• The assembler parser is modified to parse the new directives and emit appropriate commands to streamers.
• The assembly streamer (used for printing out disassembly) is modified to emit textual directives back from streamer commands.
• The object streamers are modified to act upon the bundling commands to affect the assembly process.
• Note: at this point support has only been added to the ELF object streamer. This is done to answer the immediate needs of NaCl and to reduce the complexity of the initial patch. At a later point, bundling support can also be added to the MachO and COFF streamers, if someone is interested.
• The main assembler logic is modified to support bundling.

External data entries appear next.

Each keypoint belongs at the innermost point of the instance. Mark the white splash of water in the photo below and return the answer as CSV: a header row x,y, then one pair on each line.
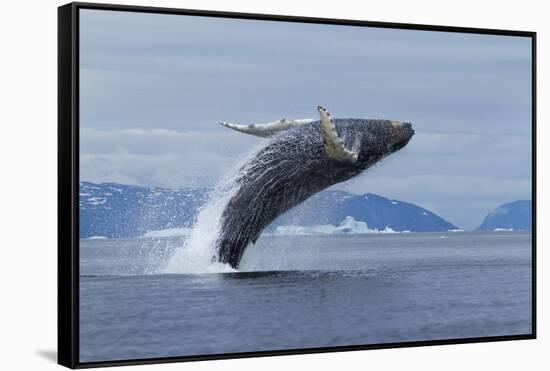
x,y
196,255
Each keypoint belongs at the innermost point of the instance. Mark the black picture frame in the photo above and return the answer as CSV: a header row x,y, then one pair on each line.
x,y
68,180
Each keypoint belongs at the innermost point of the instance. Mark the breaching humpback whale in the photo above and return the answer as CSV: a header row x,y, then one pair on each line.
x,y
301,158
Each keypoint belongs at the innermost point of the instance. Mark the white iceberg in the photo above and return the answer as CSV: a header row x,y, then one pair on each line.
x,y
170,232
348,226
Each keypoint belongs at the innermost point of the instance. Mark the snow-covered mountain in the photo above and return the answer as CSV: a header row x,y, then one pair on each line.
x,y
380,213
515,216
116,211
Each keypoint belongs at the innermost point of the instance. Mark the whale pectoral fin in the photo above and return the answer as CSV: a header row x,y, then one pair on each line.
x,y
333,144
266,129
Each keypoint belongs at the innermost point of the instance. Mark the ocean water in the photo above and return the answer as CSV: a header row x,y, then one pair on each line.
x,y
303,292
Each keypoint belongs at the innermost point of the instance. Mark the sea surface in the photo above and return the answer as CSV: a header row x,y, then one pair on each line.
x,y
303,292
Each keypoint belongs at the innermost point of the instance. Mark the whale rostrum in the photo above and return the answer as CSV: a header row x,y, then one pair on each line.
x,y
300,158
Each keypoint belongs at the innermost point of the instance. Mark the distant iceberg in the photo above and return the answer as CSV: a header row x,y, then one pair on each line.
x,y
348,226
170,232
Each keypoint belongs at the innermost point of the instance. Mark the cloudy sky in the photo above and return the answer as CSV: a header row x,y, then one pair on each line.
x,y
154,87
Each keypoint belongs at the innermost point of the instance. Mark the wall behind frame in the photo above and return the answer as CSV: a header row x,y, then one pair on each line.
x,y
28,146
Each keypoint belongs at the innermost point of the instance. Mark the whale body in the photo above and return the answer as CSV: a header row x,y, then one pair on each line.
x,y
300,158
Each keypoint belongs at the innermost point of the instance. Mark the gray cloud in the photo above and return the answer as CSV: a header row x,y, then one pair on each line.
x,y
153,88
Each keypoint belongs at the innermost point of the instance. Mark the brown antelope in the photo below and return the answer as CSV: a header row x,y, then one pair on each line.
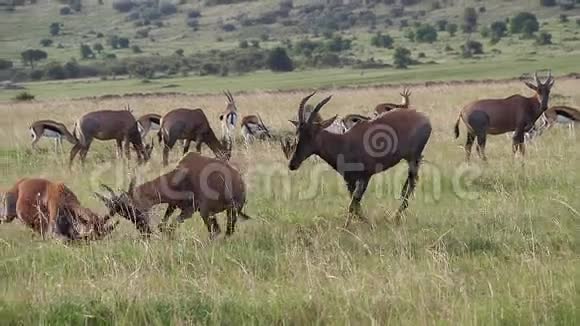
x,y
516,113
198,184
120,126
191,125
229,118
368,148
386,107
254,127
53,209
148,122
557,114
50,129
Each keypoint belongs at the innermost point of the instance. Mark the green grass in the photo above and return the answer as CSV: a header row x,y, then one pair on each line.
x,y
507,255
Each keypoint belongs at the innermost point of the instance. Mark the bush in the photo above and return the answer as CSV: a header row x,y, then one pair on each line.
x,y
524,22
426,34
382,41
46,42
278,60
167,8
193,13
6,64
64,11
402,58
544,38
123,42
23,96
123,5
548,3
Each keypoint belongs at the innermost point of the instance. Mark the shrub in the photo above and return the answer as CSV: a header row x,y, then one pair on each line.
x,y
46,42
123,5
544,38
278,60
23,96
382,41
5,64
524,22
167,8
426,34
64,11
402,58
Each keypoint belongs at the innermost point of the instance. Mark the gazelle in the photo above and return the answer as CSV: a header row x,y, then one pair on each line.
x,y
148,122
405,103
198,184
120,126
253,127
50,129
370,147
191,125
516,113
557,115
51,208
229,118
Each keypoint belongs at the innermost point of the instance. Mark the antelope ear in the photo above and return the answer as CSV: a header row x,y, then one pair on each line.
x,y
531,86
294,122
326,123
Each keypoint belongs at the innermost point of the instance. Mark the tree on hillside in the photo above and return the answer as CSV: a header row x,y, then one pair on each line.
x,y
278,60
469,20
55,29
31,56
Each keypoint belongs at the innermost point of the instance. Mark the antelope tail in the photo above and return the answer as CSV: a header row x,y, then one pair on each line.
x,y
456,129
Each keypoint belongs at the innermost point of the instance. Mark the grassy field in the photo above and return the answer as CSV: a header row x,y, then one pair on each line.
x,y
486,245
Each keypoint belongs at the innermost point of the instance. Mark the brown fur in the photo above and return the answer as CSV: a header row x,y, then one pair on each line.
x,y
52,208
350,155
207,185
120,126
190,125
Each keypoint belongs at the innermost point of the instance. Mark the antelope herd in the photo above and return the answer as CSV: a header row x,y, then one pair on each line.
x,y
356,146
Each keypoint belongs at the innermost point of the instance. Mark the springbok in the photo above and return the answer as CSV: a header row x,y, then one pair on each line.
x,y
191,125
386,107
198,184
108,125
254,127
229,118
50,129
368,148
557,115
148,122
51,208
516,113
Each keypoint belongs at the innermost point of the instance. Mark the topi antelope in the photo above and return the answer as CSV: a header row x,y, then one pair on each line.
x,y
53,209
198,184
368,148
386,107
516,113
557,114
50,129
229,118
254,127
148,122
120,126
191,125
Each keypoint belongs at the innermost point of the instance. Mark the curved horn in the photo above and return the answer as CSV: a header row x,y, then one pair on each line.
x,y
301,107
317,108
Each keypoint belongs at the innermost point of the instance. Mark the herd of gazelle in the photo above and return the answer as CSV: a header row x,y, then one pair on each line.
x,y
52,208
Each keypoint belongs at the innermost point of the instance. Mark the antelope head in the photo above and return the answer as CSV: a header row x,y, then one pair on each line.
x,y
542,89
124,205
307,131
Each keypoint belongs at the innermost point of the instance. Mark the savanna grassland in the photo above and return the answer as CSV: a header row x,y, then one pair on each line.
x,y
489,245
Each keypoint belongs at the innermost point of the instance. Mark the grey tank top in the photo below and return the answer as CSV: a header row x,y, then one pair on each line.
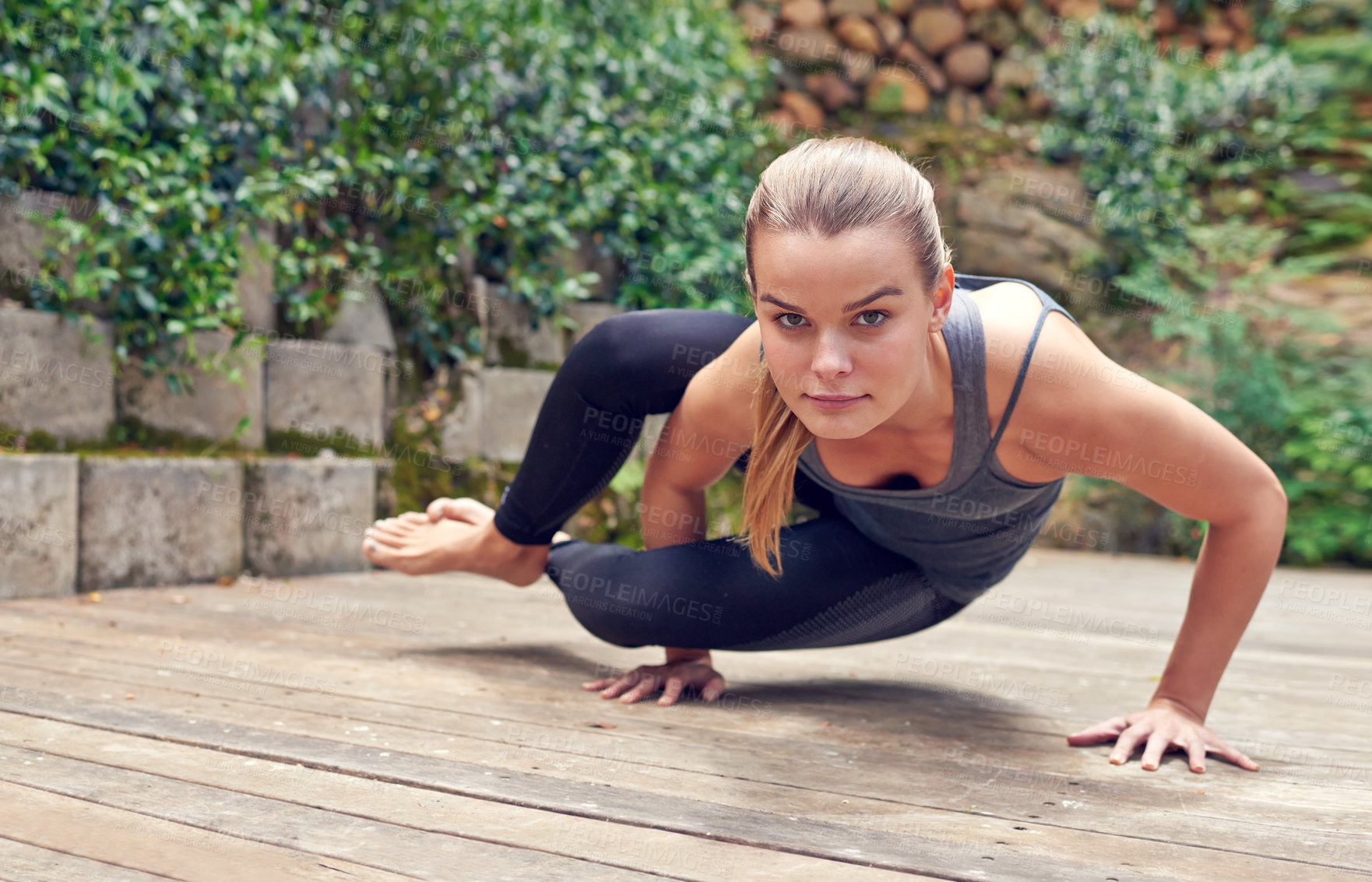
x,y
973,527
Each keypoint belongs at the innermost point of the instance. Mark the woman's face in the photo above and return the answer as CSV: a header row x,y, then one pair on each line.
x,y
846,317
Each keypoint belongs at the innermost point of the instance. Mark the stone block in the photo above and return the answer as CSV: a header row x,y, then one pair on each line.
x,y
217,403
52,378
23,241
150,522
306,516
511,401
39,525
320,388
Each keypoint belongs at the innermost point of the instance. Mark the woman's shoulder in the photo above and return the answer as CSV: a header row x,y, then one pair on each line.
x,y
1008,316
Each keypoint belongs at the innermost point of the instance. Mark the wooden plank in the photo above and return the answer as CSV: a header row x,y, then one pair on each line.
x,y
788,833
814,803
1024,782
995,785
160,847
841,707
1060,680
599,842
947,722
21,862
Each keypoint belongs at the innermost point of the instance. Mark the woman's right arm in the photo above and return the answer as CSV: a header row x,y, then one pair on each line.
x,y
705,434
709,431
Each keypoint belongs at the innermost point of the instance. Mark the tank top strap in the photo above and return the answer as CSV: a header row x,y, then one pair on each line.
x,y
968,353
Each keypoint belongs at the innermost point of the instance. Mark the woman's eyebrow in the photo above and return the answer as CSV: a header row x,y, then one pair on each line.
x,y
880,293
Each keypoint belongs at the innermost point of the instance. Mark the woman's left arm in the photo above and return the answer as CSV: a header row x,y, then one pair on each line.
x,y
1112,423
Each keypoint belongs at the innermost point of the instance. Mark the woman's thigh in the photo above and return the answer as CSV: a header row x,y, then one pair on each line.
x,y
837,589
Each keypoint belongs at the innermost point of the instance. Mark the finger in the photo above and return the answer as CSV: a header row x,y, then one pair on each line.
x,y
1124,747
1195,752
621,685
646,687
1101,732
1159,743
671,690
1235,756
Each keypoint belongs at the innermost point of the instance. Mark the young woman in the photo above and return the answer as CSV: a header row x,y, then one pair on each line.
x,y
929,417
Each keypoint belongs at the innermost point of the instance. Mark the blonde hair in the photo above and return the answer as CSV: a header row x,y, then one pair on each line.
x,y
822,187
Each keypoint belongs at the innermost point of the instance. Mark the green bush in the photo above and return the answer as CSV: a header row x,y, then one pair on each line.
x,y
1220,161
386,139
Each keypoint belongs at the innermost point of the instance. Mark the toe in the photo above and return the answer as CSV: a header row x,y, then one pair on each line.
x,y
397,530
386,538
380,554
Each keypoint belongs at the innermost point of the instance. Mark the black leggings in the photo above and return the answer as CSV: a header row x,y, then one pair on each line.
x,y
837,586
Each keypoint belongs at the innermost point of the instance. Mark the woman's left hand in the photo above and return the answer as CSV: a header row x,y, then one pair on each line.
x,y
1165,725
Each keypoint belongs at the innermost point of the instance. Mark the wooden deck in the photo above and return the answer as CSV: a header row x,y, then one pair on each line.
x,y
380,727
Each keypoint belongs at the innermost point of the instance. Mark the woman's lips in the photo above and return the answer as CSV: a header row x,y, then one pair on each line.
x,y
835,403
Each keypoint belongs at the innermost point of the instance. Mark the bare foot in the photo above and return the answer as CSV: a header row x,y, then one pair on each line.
x,y
466,541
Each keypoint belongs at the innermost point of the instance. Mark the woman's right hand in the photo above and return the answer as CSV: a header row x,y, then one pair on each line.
x,y
671,678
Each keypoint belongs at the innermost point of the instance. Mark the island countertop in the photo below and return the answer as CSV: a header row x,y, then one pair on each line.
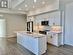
x,y
32,34
34,42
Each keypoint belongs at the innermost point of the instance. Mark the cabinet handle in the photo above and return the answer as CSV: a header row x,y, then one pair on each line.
x,y
51,36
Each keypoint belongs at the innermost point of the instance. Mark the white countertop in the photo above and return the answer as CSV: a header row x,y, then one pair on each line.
x,y
33,34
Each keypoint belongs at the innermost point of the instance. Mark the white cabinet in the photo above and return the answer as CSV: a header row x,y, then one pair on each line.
x,y
54,39
37,45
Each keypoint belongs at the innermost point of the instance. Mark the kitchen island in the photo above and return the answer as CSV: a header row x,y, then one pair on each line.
x,y
34,42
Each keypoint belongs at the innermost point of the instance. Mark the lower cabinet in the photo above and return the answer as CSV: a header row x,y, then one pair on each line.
x,y
54,39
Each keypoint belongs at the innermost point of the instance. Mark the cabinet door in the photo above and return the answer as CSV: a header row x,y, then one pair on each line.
x,y
55,39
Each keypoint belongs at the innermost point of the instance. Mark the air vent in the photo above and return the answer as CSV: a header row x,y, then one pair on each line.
x,y
3,4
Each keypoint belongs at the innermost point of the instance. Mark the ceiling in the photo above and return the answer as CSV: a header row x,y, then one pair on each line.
x,y
27,5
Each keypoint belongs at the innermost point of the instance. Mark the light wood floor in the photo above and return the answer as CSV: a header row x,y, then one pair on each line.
x,y
10,47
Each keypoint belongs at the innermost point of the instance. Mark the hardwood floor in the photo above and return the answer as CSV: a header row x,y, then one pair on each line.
x,y
10,47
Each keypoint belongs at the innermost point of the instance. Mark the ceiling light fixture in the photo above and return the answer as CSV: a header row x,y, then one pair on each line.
x,y
19,9
33,6
43,2
35,0
26,5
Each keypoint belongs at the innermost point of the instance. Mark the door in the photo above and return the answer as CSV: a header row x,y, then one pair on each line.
x,y
69,24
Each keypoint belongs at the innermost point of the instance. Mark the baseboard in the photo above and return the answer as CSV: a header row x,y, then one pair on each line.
x,y
11,36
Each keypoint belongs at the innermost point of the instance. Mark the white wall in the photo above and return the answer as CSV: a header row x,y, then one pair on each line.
x,y
69,24
14,23
53,17
51,7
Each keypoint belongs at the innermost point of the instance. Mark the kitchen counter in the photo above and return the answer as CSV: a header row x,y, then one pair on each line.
x,y
34,42
32,34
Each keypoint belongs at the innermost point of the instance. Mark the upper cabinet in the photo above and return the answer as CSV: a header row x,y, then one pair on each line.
x,y
55,18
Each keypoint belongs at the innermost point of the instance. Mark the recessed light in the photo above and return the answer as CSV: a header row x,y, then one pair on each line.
x,y
26,5
35,0
43,2
27,9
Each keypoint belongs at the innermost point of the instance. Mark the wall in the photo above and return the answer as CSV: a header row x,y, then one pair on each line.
x,y
53,17
51,7
69,24
14,23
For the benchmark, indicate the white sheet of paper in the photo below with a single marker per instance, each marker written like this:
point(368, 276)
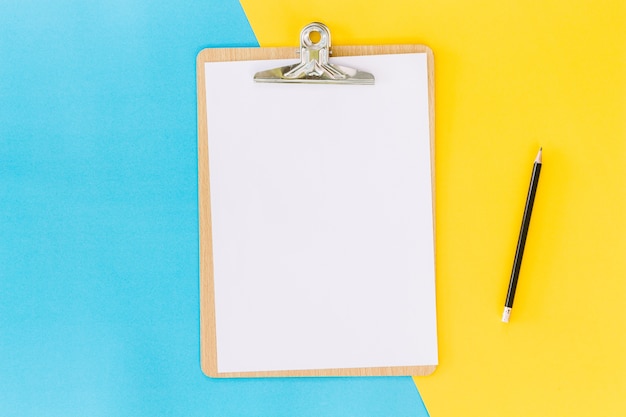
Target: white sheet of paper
point(322, 223)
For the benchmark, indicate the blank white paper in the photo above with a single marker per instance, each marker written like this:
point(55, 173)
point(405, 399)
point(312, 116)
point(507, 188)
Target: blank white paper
point(321, 208)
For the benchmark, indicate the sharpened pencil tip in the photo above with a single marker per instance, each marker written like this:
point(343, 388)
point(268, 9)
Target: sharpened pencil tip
point(506, 314)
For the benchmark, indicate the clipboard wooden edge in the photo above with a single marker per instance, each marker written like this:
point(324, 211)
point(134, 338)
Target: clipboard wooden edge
point(208, 339)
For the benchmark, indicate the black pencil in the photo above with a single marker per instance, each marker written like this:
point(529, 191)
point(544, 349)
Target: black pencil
point(521, 242)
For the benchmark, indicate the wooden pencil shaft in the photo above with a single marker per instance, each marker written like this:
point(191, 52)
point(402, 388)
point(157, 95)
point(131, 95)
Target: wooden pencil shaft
point(519, 253)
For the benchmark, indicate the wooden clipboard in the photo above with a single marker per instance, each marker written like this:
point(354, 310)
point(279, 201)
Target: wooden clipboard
point(208, 330)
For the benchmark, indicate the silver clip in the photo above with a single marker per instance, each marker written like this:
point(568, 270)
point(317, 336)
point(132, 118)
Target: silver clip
point(314, 66)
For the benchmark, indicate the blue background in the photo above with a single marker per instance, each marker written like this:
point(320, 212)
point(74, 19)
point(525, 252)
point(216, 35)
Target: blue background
point(99, 309)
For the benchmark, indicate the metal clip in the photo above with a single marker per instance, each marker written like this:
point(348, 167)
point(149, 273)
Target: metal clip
point(314, 66)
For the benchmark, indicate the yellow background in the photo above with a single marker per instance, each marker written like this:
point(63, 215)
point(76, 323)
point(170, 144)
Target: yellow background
point(511, 76)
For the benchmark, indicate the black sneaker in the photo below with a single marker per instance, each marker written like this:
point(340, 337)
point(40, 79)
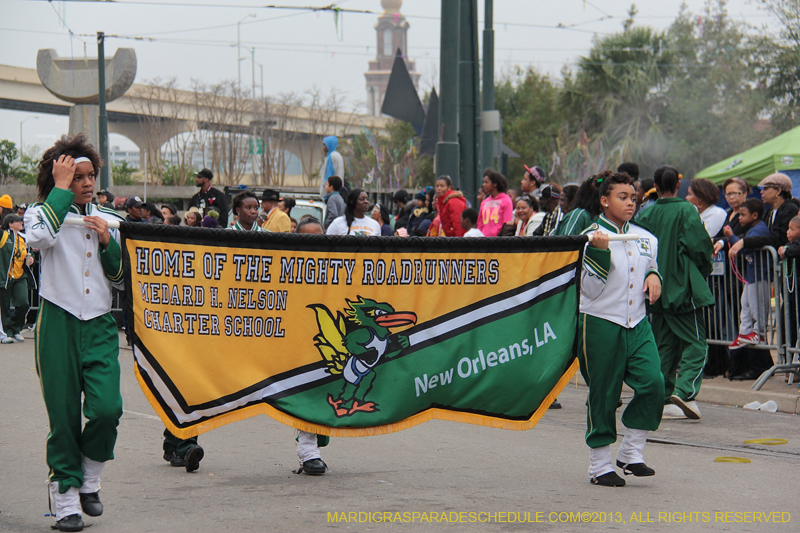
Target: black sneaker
point(72, 522)
point(315, 467)
point(637, 469)
point(610, 479)
point(91, 504)
point(175, 459)
point(193, 457)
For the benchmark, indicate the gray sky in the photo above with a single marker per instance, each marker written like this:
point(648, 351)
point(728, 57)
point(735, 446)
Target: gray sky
point(300, 49)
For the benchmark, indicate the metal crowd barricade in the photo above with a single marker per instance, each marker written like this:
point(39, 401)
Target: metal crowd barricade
point(722, 320)
point(789, 360)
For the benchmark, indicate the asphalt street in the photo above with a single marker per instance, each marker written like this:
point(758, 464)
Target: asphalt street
point(421, 479)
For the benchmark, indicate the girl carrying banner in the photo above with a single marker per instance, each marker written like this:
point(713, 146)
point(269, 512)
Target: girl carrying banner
point(678, 323)
point(616, 343)
point(77, 343)
point(15, 262)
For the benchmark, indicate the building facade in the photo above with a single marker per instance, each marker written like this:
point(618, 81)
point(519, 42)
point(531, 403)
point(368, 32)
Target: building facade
point(391, 35)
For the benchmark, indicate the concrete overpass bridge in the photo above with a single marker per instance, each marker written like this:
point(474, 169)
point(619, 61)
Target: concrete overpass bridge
point(151, 115)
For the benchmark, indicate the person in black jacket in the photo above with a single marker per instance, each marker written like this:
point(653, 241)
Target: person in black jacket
point(210, 199)
point(776, 190)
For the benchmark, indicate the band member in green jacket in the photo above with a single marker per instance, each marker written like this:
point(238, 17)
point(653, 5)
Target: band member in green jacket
point(684, 260)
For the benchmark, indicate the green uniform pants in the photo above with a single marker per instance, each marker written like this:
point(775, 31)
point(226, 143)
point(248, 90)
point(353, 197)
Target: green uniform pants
point(179, 446)
point(609, 355)
point(16, 294)
point(681, 343)
point(74, 356)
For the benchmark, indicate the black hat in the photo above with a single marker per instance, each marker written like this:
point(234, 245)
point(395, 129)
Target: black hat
point(270, 195)
point(401, 196)
point(133, 201)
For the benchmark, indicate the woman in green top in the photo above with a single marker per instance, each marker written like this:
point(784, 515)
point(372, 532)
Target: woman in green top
point(684, 259)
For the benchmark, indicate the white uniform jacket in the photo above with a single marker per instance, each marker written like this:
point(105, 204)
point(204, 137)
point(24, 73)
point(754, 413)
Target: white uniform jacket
point(612, 280)
point(76, 273)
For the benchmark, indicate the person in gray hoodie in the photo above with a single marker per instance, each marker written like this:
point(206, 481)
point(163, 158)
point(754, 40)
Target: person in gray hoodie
point(333, 199)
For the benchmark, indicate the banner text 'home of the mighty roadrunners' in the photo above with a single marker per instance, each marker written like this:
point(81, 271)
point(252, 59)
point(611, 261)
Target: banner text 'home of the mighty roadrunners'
point(349, 336)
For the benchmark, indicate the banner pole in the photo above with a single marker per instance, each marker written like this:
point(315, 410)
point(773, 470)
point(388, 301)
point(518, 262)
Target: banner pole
point(114, 224)
point(72, 221)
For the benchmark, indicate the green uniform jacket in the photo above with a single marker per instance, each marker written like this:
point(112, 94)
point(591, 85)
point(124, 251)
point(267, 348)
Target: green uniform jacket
point(8, 243)
point(684, 255)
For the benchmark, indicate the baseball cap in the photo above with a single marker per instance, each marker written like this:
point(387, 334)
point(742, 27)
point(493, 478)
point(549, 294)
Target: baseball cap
point(781, 181)
point(107, 194)
point(133, 201)
point(537, 173)
point(270, 195)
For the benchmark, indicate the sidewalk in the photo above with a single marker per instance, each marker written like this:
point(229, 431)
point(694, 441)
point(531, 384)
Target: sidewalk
point(720, 390)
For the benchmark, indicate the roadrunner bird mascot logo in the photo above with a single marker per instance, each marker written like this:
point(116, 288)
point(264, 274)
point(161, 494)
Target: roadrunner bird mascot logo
point(354, 343)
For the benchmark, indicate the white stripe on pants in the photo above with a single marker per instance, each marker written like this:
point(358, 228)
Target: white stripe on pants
point(755, 308)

1. Parse bundling directives and emit a sequence of sections (MCSectionData) and fragments (MCFragment derivatives) that represent the input. 
2. Perform layout of the fragments to be valid w.r.t. relaxation and bundling.
3. Write the output object.

Parsing and emitting sections and fragments

• A BundleAlignSize field is added to MCAssembler. When the .bundle_align_mode directive is parsed, this field is populated with the bundle alignment size (2 to the power of the argument of .bundle_align_mode). Setting this field is currently allowed once per assembly file. Subsequent .bundle_align_mode directives will be rejected as errors.
• The following state fields are added to MCSectionData and managed by the code parsing .bundle_lock and .bundle_unlock:
• BundleLockState: keeps track of whether the currently parsed code is in a bundle-locked group (between .bundle_lock and .bundle_unlock directives) and whether the group has to be aligned to bundle end.
  
• BundleGroupBeforeFirstInst: keeps track of whether the next instruction parsed will be the first in a bundle-locked group.
• Turned on when .bundle_lock is encountered
• Turned off when an instruction is emitted in the streamer

• All instructions are emitted into separate fragments (either data or instruction fragments, depending on whether they are candidates for relaxation). This is essential because each instruction may potentially need to be padded to obey bundling rules when layout is performed (details below). Bundling does not apply to non-instructions like data, alignment directives, etc.
• Instructions in bundle-locked groups get emitted into the same data fragment, since they are all part of the same group which has to be moved and padded together.
• To make this possible, all potentially relaxable instructions inside bundle-locked groups are relaxed before emission, so that they won't need relaxation in the future.
• While in theory the above means the code can become larger than necessary, in practice instructions actually requiring relaxation won't usually appear in bundle-locked groups, so the practical cost is very low. The gain is a significant simplification of the implementation.

Laying out fragments

• When layout on a fragment is performed, the fragment's offset and size are computed.
• The following steps apply only if:
• Bundling is enabled
• The fragment contains instructions (we don't pad data and alignment fragments)
• For this purpose, a boolean predicate hasInstructions is added to MCFragment
• If it's determined that the fragment will cross a bundle boundary, padding is required.
• The required amount of padding is computed and stored in the BundlePudding field of the fragment.
  This field is restricted to uint8_t, in order to save space in the mainstream case (bundling disabled). In practice, fragments of larger size will not be encountered (bundling is done at most on small groups of a few instructions).
• The fragment offset is set to point after the padding, at the start of the actual fragment. This way the following invariant still holds:
  fragment offset + fragment size = offset of next fragment
  
• Padding is also required if the align_to_end option is provided to a bundle-locked group.